Учитывая излюбленные мечты Габсбургов об антитурецкой лиге, Франция поднимала против Испании Турцию, говоря, что Испания только потому потворствует московской торговле англичан, что Англия доставляет русским оружие и артиллерию для борьбы с турецким султаном.
Ни французские, ни испанские проекты решения вопроса о балтийских проливах и ливонской торговле не были приведены в исполнение. А выгоды московской торговли, которыми Дансэ готовился увлечь французское купечество, были хорошо известны последнему: минуя обычных посредников (англичан и голландцев), французские купцы уже в 80-х годах появляются в Коле. Первое русское посольство во Францию было отправлено лишь после смерти Грозного в 1584 г., когда царь Федор в поисках политических союзников извещал своего «люби-тельного брата» о вступлении своем на престол. Ответное посольство Франсуа де Карля получило торговые привилегии для французских купцов. После разрухи Смутного времени русское посольство ездило во Францию в 1615 году. Речь шла тогда о признании династии Романовых. Признание de jure не заставило себя ждать, но первый франко-русский торговый договор был заключен лишь в 1630 году.

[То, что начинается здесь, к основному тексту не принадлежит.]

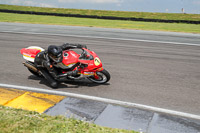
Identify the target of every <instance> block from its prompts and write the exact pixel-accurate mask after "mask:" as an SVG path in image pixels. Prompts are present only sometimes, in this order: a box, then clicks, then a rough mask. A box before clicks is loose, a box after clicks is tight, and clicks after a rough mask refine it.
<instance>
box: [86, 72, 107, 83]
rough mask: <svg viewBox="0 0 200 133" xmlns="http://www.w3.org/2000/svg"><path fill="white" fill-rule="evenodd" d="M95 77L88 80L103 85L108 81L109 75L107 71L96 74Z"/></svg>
mask: <svg viewBox="0 0 200 133" xmlns="http://www.w3.org/2000/svg"><path fill="white" fill-rule="evenodd" d="M96 74H97V76H91V77H88V79H89V80H90V81H92V82H94V83H97V84H104V83H107V82H108V81H109V80H110V74H109V72H108V71H107V70H105V69H104V70H103V71H100V72H96Z"/></svg>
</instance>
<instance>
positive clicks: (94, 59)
mask: <svg viewBox="0 0 200 133" xmlns="http://www.w3.org/2000/svg"><path fill="white" fill-rule="evenodd" d="M100 63H101V61H100V59H99V58H98V57H96V58H95V59H94V64H95V65H96V66H98V65H99V64H100Z"/></svg>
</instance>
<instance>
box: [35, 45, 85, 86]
mask: <svg viewBox="0 0 200 133" xmlns="http://www.w3.org/2000/svg"><path fill="white" fill-rule="evenodd" d="M59 47H60V48H61V49H62V50H68V49H73V48H83V47H84V48H86V46H85V45H81V44H70V43H65V44H63V45H62V46H59ZM34 64H35V65H36V67H37V68H38V69H39V70H40V72H41V73H42V75H43V76H44V77H45V78H46V79H47V81H48V82H49V83H50V85H51V87H53V88H56V87H57V86H58V83H57V80H58V79H59V78H61V77H63V76H71V75H76V74H77V73H78V71H77V70H75V71H69V72H67V73H65V74H60V73H58V71H56V69H55V67H56V66H55V65H54V64H55V63H54V61H53V60H51V59H50V58H49V56H48V52H47V51H46V50H45V51H42V52H40V53H38V54H37V55H36V57H35V62H34Z"/></svg>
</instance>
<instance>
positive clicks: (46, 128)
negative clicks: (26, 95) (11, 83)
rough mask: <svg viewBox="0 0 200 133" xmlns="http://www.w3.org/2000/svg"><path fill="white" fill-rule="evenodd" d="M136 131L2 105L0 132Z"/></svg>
mask: <svg viewBox="0 0 200 133" xmlns="http://www.w3.org/2000/svg"><path fill="white" fill-rule="evenodd" d="M21 132H23V133H33V132H34V133H37V132H39V133H55V132H59V133H68V132H70V133H74V132H75V133H105V132H106V133H122V132H123V133H136V132H134V131H128V130H121V129H112V128H107V127H101V126H97V125H95V124H92V123H88V122H84V121H80V120H75V119H71V118H70V119H67V118H65V117H64V116H55V117H52V116H48V115H46V114H39V113H37V112H32V111H25V110H21V109H13V108H9V107H4V106H0V133H21Z"/></svg>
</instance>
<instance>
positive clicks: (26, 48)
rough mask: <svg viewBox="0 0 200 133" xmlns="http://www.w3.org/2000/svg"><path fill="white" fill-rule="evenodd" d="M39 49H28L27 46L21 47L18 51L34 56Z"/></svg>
mask: <svg viewBox="0 0 200 133" xmlns="http://www.w3.org/2000/svg"><path fill="white" fill-rule="evenodd" d="M40 51H41V50H39V49H28V48H23V49H21V50H20V53H21V54H22V55H24V56H29V57H32V58H35V56H36V55H37V54H38V53H39V52H40Z"/></svg>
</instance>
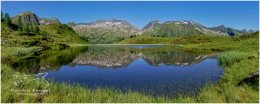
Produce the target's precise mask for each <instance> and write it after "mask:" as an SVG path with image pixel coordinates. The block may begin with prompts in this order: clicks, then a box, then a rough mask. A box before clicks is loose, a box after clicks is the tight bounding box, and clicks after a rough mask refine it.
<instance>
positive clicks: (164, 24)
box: [143, 20, 202, 37]
mask: <svg viewBox="0 0 260 104" xmlns="http://www.w3.org/2000/svg"><path fill="white" fill-rule="evenodd" d="M152 24H153V25H152ZM149 26H150V28H146V29H144V30H143V34H144V35H150V36H156V37H181V36H187V35H195V34H202V32H200V31H199V30H198V29H196V27H195V26H194V25H193V23H192V22H191V21H184V20H181V21H166V22H164V23H162V24H160V23H159V22H156V23H154V22H150V23H148V25H146V27H149Z"/></svg>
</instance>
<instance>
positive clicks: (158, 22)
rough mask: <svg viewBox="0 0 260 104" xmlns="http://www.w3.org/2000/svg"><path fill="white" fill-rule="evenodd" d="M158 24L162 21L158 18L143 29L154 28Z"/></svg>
mask: <svg viewBox="0 0 260 104" xmlns="http://www.w3.org/2000/svg"><path fill="white" fill-rule="evenodd" d="M156 24H160V22H159V21H158V20H154V21H150V22H149V23H148V24H147V25H145V26H144V27H143V29H142V30H147V29H152V28H154V26H155V25H156Z"/></svg>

Своеобразны и очень сложны были взаимоотношения Москвы и Священной Римской империи.
В своей внешней политике империя имела перед собой три основных задачи, отвлекавшие ее внимание к трем ее границам. С юго-востока грозно нависала турецкая опасность: в 1529 г. турки осаждали Вену. На востоке борьба с Польшей за Пруссию и Венгрию; на севере — с Данией из-за Шлезвига и Голштинии и торговых стеснений в Зунде, на западе столкновения с Францией.

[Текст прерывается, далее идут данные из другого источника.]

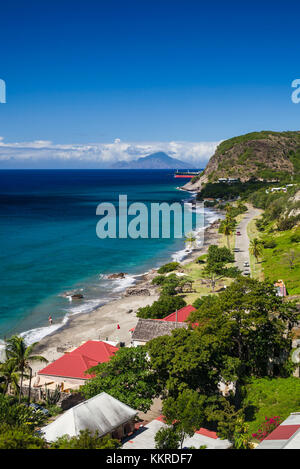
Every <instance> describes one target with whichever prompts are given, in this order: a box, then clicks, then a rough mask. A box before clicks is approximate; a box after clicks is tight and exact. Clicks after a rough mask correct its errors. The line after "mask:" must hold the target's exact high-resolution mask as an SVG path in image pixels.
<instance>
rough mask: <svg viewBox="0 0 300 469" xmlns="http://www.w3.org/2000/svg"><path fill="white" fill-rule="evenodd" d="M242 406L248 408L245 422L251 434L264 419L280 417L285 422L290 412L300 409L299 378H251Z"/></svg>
mask: <svg viewBox="0 0 300 469" xmlns="http://www.w3.org/2000/svg"><path fill="white" fill-rule="evenodd" d="M245 389H246V397H245V400H244V404H246V406H249V408H248V410H249V411H250V410H253V411H254V412H253V415H251V413H252V412H249V414H248V417H247V419H246V420H247V421H248V424H249V430H250V432H251V433H255V432H256V431H257V430H258V429H259V427H260V425H261V424H262V423H263V421H264V420H265V417H268V418H269V417H277V416H279V417H281V418H282V419H283V420H285V419H286V418H287V417H288V416H289V415H290V414H291V412H299V409H300V380H299V378H294V377H290V378H274V379H270V378H260V379H255V378H252V380H251V381H250V383H249V384H248V385H247V386H246V388H245Z"/></svg>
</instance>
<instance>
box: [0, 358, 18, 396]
mask: <svg viewBox="0 0 300 469" xmlns="http://www.w3.org/2000/svg"><path fill="white" fill-rule="evenodd" d="M0 376H2V378H4V389H3V394H6V393H7V391H8V387H9V385H11V386H12V387H13V388H14V390H15V391H17V390H18V389H19V385H18V383H19V379H20V374H19V373H18V371H17V370H16V366H15V364H14V363H13V362H12V361H10V360H7V361H6V362H4V363H0Z"/></svg>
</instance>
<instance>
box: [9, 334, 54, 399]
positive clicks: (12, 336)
mask: <svg viewBox="0 0 300 469" xmlns="http://www.w3.org/2000/svg"><path fill="white" fill-rule="evenodd" d="M36 345H37V342H35V343H34V344H31V345H28V346H27V345H26V343H25V341H24V339H23V337H20V336H18V335H14V336H12V337H11V338H10V339H8V340H7V342H6V356H7V358H8V360H9V361H10V362H11V363H13V364H14V366H15V369H17V370H18V371H19V372H20V373H21V380H20V391H19V402H21V396H22V384H23V377H24V375H25V373H26V372H27V371H29V372H30V379H29V392H28V401H29V402H30V390H31V377H32V369H31V367H30V362H32V361H40V362H44V363H47V362H48V360H47V359H46V358H45V357H42V356H40V355H32V351H33V349H34V347H35V346H36Z"/></svg>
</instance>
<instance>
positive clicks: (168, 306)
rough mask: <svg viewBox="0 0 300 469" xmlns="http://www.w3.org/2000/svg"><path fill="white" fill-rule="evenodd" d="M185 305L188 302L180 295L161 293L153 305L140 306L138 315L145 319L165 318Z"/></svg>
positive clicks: (138, 309)
mask: <svg viewBox="0 0 300 469" xmlns="http://www.w3.org/2000/svg"><path fill="white" fill-rule="evenodd" d="M184 306H186V302H185V301H184V299H183V298H181V297H180V296H169V295H161V296H160V298H159V299H158V300H157V301H154V303H153V304H152V305H151V306H144V307H143V308H139V309H138V311H137V317H138V318H144V319H147V318H149V319H163V318H164V317H166V316H168V315H169V314H171V313H174V311H176V310H177V309H180V308H183V307H184Z"/></svg>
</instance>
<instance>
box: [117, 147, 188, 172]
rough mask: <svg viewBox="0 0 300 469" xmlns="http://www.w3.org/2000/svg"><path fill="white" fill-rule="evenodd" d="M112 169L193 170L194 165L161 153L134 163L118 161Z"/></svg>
mask: <svg viewBox="0 0 300 469" xmlns="http://www.w3.org/2000/svg"><path fill="white" fill-rule="evenodd" d="M113 168H114V169H193V168H195V166H194V165H192V164H191V163H187V162H184V161H181V160H178V159H176V158H172V157H171V156H169V155H167V153H164V152H163V151H159V152H156V153H151V154H150V155H147V156H143V157H141V158H138V159H137V160H134V161H129V162H127V161H119V162H118V163H116V164H114V166H113Z"/></svg>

По отношению к Польше, как общему их врагу, Империя и Москва быстро договаривались до тесного союза. Так было в 1490 — 91 гг., когда союз был заключен Иваном III и Максимилианом I; так было в 1514 г., когда его возобновил Василий III. Сложнее был вопрос о борьбе с Турцией. Еще на рейхстаге 1530 г. после осады Вены турками говорилось о необходимости заручиться помощью «московита». Мысль о русско-имперском союзе живет и в русских боярских, и в имперских кругах. Русский боярин кн. Андрей Михайлович Курбский, отъехавший от московского царя в 1564 г., развивает перед имп. Максимилианом II в 1569 — 70 гг. проект имперско-русско-персидского союза, направленного против Турции. В увлечении этой идеей империя рисует перед царем Иваном заманчивые перспективы покорения «турка» и присоединения Константинополя к Москве (посольство Яна Кобенцля 1575 — 76 гг.).
Царь Иван охотно откликается на эти предложения, иногда сам о них вспоминает (1573 и 1580 гг.). Но ничего, кроме довольно примитивной дипломатической хитрости, в этих проектах московского царя не имеется. С такой же готовностью он излагает турецкому султану контрпроекты русско-турецкого союза и антиевропейской лиги. Этой прозрачной дипломатической игрой царь Иван пытался обеспечить себя в борьбе за Ливонию.